Ours outperforms the strongest learning-based baseline (ARG-Designer) by an average of 1.75% and single agents by 1.96%~6.59%.

Ablation Study¶

Configuration	MMLU	GSM8K	MultiArith	Description
Full RADAR	83.66	92.51	98.81	Full model
w/o ES	81.05	91.22	98.31	Removes effective size from ordering and denoising
w/o utility	82.96	92.02	98.47	Removes task-utility policy gradient
w/o query	79.08	91.82	97.81	Removes query conditioning (largest drop)
non-diffusion	79.10	91.25	98.55	Uses ARG-Designer style autoregression

Key Findings¶

Query conditioning has the highest impact (MMLU drops 4.58), indicating task-adaptivity is the core source of gain.
Effective size systematically improves performance; removing it drops MMLU by 2.61.
Token Economy: On GSM8K, RADAR uses \(4.2 \times 10^6\) tokens—half of G-Designer—while achieving higher accuracy.
Robustness: Injecting "liar prompt attacks" into 2/5 agents on MMLU caused fully connected graphs to drop 4.47%, whereas RADAR remained stable.
Transferability: Trained on gpt-4o-mini, it transfers well to DeepSeek-R1 and Qwen3-32B.

Highlights & Insights¶

Effective size implementation: Adapting a 1990s social network concept to LLM agent communication is a clean cross-disciplinary insight.

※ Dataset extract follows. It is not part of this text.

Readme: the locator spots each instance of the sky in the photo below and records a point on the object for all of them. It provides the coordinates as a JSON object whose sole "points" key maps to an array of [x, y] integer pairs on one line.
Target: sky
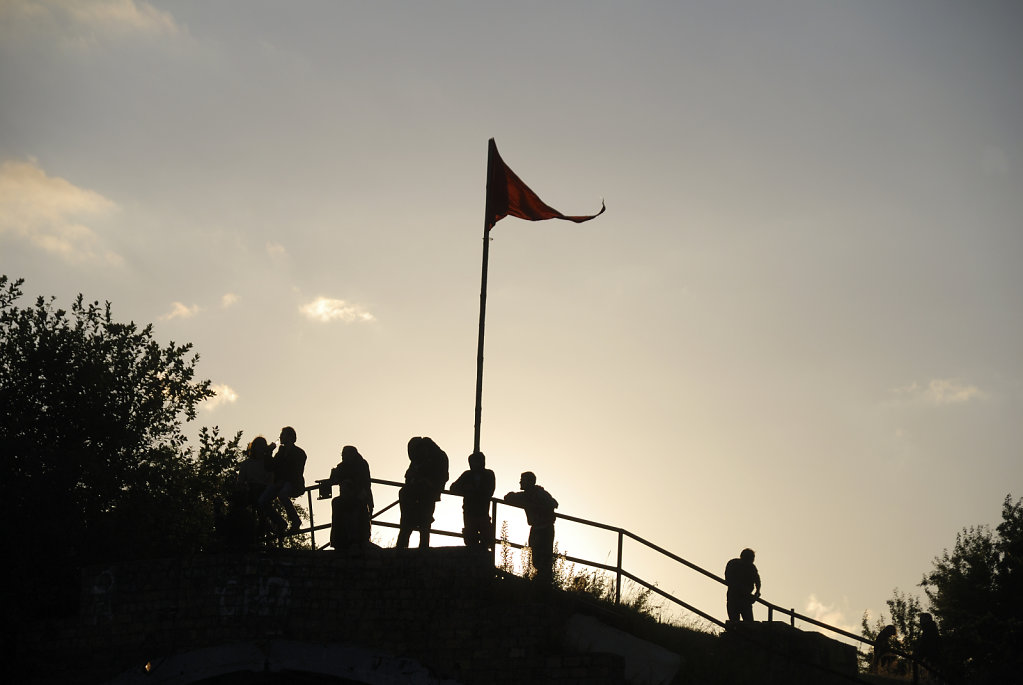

It allows for a differentiable redundancy signal.
Iterative diffusion vs. One-step generation: This paradigm shift allows the model to "reflect" on redundancy during growth rather than generating a whole graph blindly.
Joint edge prediction: Using a mixture of multinomial distributions compresses generation complexity to \(\mathcal{O}(N)\), making query-adaptive inference practical.

Limitations & Future Work¶

The initial data collection (running baseline topologies on queries) involves a significant startup cost.
Inference latency is higher than fixed workflow methods due to multi-step denoising.
Experiments are restricted to a small number of agents (N=5); scaling behavior for large N and the resulting \(\mathcal{O}(N^2)\) complexity of effective size calculation remain unexplored.
Dynamic role generation is not yet supported.

vs. ARG-Designer: Both are generative, but RADAR uses diffusion with joint edge prediction and redundancy modeling, leading to superior efficiency and quality.
vs. AgentPrune: AgentPrune is a post-hoc pruner limited by the initial topology; RADAR generates optimized structures from scratch.
vs. MaAS: MaAS samples from a continuous architecture distribution in one shot; RADAR’s step-by-step diffusion allows for finer-grained exploration.

Rating¶

Novelty: ⭐⭐⭐⭐ Integrating effective size into graph diffusion is a strong cross-domain idea.
Experimental Thoroughness: ⭐⭐⭐⭐⭐ Comprehensive coverage across datasets, baselines, and robustness tests.
Writing Quality: ⭐⭐⭐⭐ Formulas and diagrams are clear, though some network details are compressed.
Value: ⭐⭐⭐⭐ Addresses real pain points in token costs and multi-agent robustness.